Jules Bastien-Lepage came from a little village in the Meuse, which is why he understood the work of the French peasantry so completely. He is widely known in the United States for his stunning Jeanne d’Arc (in the Metropolitan Museum in New York), but the main body of his work was rooted in the Naturalism movement of 19th century France.
Naturalism was meant to be Social Realism without politics. However, when we look with 20th century eyes at Bastien-LePage, Jean-François Millet and Gustave Courbet, there seems to be considerable overlap in their ideas. The major difference is in how acutely they make their point.
Bastien-Lepage was painting at the cusp of great change in rural France, when Medieval, isolated, and independent farming villages were being drawn into the modern French nation. Jeanne d’Arc was, to the 19th century Frenchman, a symbol of French nationalism more than she was a miraculous saint.

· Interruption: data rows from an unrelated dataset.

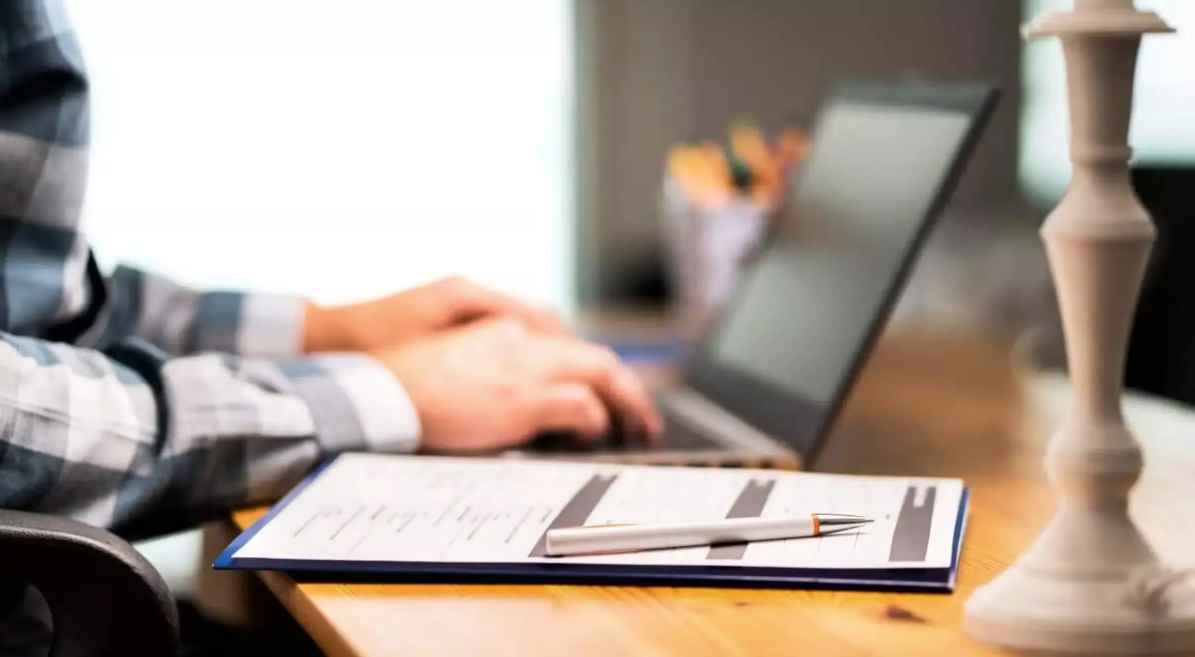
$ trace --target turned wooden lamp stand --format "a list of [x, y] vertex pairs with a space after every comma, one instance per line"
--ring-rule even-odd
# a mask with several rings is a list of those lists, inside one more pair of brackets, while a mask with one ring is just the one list
[[[1121, 415], [1127, 340], [1156, 239], [1130, 186], [1138, 50], [1173, 30], [1133, 0], [1074, 0], [1030, 24], [1066, 62], [1073, 174], [1042, 225], [1072, 382], [1046, 455], [1060, 508], [1036, 544], [967, 601], [980, 641], [1023, 651], [1195, 652], [1195, 587], [1159, 563], [1128, 512], [1141, 473]], [[1061, 139], [1061, 135], [1059, 135]]]

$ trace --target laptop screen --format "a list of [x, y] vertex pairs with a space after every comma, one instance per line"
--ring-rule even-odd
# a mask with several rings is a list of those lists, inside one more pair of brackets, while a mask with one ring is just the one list
[[731, 398], [716, 401], [813, 448], [949, 194], [980, 105], [832, 100], [791, 207], [703, 345], [694, 388], [716, 379]]

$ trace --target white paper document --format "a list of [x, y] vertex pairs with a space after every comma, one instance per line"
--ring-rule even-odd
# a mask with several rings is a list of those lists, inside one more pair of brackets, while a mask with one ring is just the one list
[[[349, 454], [233, 558], [945, 569], [962, 496], [957, 479]], [[556, 527], [809, 514], [875, 522], [821, 538], [564, 558], [543, 552], [544, 534]]]

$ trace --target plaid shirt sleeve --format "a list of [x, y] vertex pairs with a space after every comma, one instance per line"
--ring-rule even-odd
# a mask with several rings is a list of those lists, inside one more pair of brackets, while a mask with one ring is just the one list
[[0, 506], [122, 530], [269, 501], [332, 453], [412, 449], [379, 363], [296, 354], [298, 300], [99, 274], [78, 228], [86, 93], [61, 2], [0, 2]]
[[80, 344], [112, 344], [131, 336], [174, 355], [221, 351], [293, 358], [301, 354], [301, 297], [200, 291], [128, 265], [117, 266], [106, 287], [108, 302]]

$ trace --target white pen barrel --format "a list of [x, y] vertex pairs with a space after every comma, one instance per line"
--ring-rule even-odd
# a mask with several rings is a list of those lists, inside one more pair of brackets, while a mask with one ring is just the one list
[[589, 526], [550, 530], [546, 548], [556, 555], [662, 549], [811, 536], [815, 530], [813, 517], [730, 518], [668, 526]]

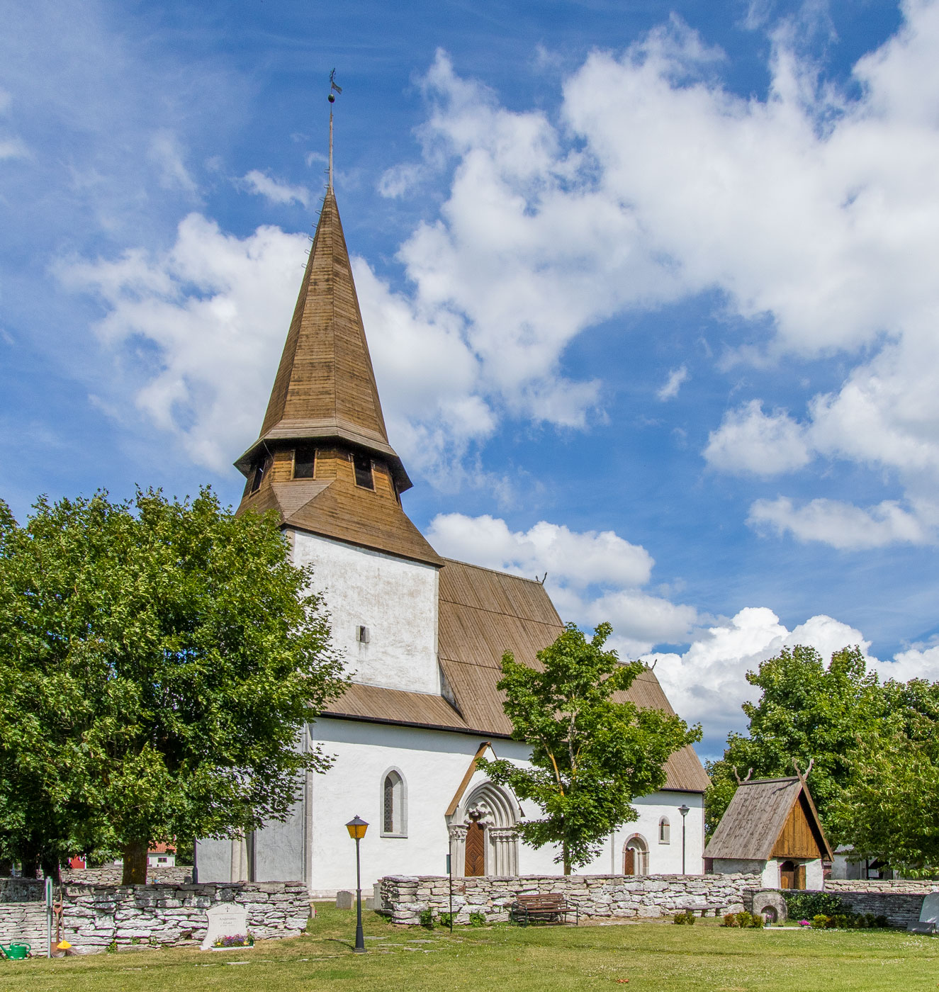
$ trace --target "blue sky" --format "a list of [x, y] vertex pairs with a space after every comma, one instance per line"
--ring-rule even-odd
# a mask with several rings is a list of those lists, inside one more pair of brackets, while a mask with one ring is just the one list
[[406, 509], [657, 658], [939, 678], [939, 4], [3, 0], [0, 495], [211, 485], [335, 186]]

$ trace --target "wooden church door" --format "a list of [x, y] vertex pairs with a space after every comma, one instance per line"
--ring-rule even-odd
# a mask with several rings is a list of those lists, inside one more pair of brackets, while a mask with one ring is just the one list
[[473, 820], [467, 830], [467, 877], [485, 874], [485, 827]]

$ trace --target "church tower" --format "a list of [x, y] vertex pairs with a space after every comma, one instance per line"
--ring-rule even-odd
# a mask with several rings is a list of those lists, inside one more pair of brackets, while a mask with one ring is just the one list
[[401, 507], [411, 480], [388, 442], [332, 185], [257, 440], [235, 465], [238, 513], [275, 510], [313, 563], [355, 682], [439, 693], [442, 558]]

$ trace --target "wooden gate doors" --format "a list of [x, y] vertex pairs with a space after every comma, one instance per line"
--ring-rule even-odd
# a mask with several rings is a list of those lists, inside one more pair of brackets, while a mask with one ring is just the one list
[[485, 827], [473, 820], [467, 830], [467, 877], [485, 874]]

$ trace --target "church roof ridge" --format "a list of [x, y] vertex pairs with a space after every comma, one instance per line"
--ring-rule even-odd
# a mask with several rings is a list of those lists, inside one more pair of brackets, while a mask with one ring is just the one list
[[446, 555], [441, 555], [441, 558], [445, 561], [452, 561], [454, 564], [466, 565], [468, 568], [478, 568], [479, 571], [491, 571], [495, 575], [504, 575], [506, 578], [518, 578], [523, 582], [534, 582], [535, 585], [540, 585], [544, 588], [544, 583], [537, 578], [529, 578], [527, 575], [516, 575], [513, 571], [506, 571], [504, 568], [490, 568], [487, 564], [475, 564], [472, 561], [461, 561], [460, 558], [448, 558]]

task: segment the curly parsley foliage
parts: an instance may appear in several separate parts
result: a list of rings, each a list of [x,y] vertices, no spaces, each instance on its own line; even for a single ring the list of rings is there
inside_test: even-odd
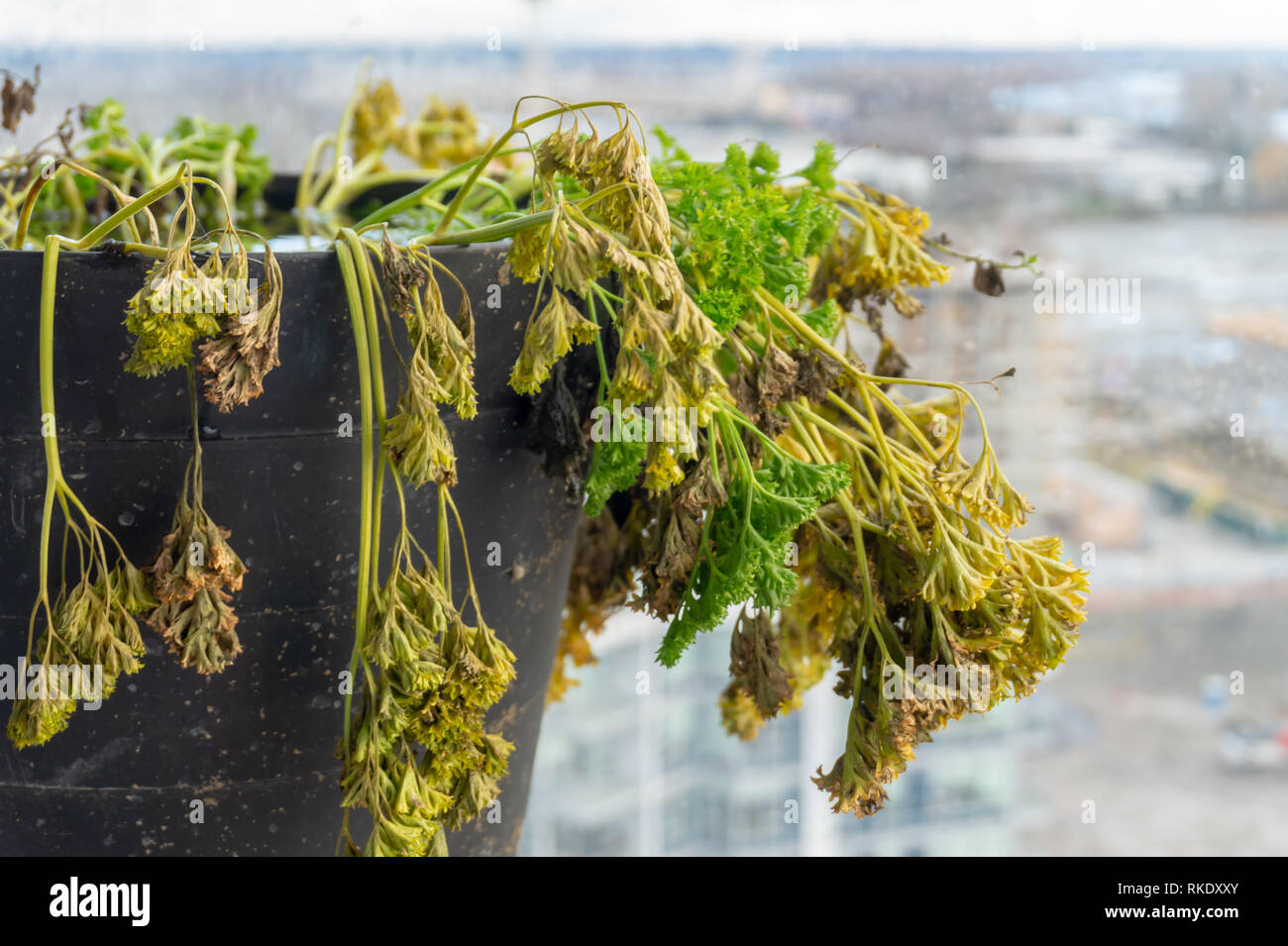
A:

When he was 19, Bastien-Lepage went to the École des Beaux-arts in Paris. His promising career was interrupted by the Franco-Prussian War, in which he was seriously wounded. At the age of 22, he went home to Damvillers to recover. There he cemented his interest in painting the French peasantry. A portrait of his grandfather won a third-class medal at the Salon of 1874.
It was Haymaking (Les Foins), above, that secured his status as a top-tier French painter.
Bastien-Lepage died tragically young, at the age of 36, from a lingering illness—whether it was cancer or the result of his wartime chest wound is unknown. It’s hard to imagine where old age might have taken a painter with his gifts.